Wie gesagt K. hatte großes Glück, denn K. kannte sich auch sehr gut mit EDV aus und die EDV hatte halt Zukunft.

Kurz bevor es allerdings richtig los ging verbrachte K. noch einige schöne Wochen in Griechenland, wo er endlich nach dem langen und oft eintönigen Studium einmal richtig ausspannen und mit der Seele baumeln konnte.

Und auch privat hatte K. Glück.
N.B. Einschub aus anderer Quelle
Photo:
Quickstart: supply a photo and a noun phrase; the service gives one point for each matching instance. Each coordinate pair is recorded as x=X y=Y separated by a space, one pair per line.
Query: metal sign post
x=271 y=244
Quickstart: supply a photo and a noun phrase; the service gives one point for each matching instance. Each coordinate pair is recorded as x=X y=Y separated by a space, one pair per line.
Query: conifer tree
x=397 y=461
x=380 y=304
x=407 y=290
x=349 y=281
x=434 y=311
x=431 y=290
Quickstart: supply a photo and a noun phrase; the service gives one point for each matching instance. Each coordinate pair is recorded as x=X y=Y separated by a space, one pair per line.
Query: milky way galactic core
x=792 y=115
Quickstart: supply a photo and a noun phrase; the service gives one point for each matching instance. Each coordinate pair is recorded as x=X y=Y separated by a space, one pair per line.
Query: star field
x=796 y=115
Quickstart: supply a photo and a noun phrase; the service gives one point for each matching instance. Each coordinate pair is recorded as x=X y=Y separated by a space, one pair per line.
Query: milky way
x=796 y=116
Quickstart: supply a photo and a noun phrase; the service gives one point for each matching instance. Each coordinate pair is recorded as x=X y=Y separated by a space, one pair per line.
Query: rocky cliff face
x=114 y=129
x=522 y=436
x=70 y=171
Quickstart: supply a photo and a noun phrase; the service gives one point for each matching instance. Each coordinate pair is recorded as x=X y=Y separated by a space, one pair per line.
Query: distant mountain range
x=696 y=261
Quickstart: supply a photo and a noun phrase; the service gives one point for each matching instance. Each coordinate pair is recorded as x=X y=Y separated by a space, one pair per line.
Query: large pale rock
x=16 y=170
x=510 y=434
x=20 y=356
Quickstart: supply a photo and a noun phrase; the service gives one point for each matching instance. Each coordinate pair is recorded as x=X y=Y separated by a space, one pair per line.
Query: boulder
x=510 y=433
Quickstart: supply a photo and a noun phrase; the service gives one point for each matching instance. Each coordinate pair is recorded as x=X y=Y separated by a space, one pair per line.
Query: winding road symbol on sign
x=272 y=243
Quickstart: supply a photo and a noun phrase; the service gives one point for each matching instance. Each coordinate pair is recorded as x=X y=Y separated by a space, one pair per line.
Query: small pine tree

Gerade wo er am wenigsten damit gerechnet hatte, lernte er ein recht interessantes Mädchen kennen er hatte von Anfang an das Gefühl es könnte die Frau seines Lebens werden. Der kühle, trockene Techniker K. konnte sich nun endlich auch von seiner anderen Seite zeigen und er selbst lernte sich von seiner anderen Seite kennen. Plötzlich waren nicht nur mehr Zahlen und Formeln wichtig, Seiten und Winkel, Koordinaten und Koordinatensysteme. Diese Frau passte eigentlich gar nicht so richtig in sein Schema aber es war schön mit Angelika - auch wenn K. irgendwie Angst hatte, daß sie ihn gar bremsen könnte bei seiner ersten großen beruflichen Herausforderung.

K. trat nun erstmals seinen Dienst an - keiner im Büro konnte eigentlich verstehen, daß Holinka einen Mann aufnahm und zur gleichen Zeit 14 andere Leute entließ - aber so ist halt das Leben. Dieser Umstand war wahrscheinlich auch ein Grund warum K. dieses Büro als kalt - als eisig kalt - empfand. Man grüßte zwar, man redete auch das Notwendigste aber irgendwie hatte sich K. das alles anders vorgestellt. Er erinnerte sich wehmütig an seine Ferialzeit im gerade im Bau befindlichen Krankenhaus, wo er viel mit den anderen Kollegen gescherzt hatte und trotzdem alles zur Zufriedenheit erledigt wurde.

Er trauerte dem Büroleiter nach, der immer versuchte seine Mannschaft flott zu bekommen um doch nach kurzer Zeit zu resignieren und wieder von seiner großen Liebe zu erzählen: und alle lauschten gespannt. K. hatte mit Werner ein besonders inniges Verhältnis: einmal nahm ihn Werner sogar auf einen kurzen Segelflug mit. K. wehrte sich lange aber dann überwog doch die Neugier: nach dem ersten Looping wo er dann kurz über Werner zu liegen kam und dem freien Fall um ca. 100m und der gerade noch geschafften Landung (Werner hatte angeblich nur bei diesem Flughafen immer wieder leichte Probleme) war K. heilfroh, daß er wieder festen Boden unter den Füßen hatte und er schwor sich, nie wieder in so ein Flugzeug einzusteigen.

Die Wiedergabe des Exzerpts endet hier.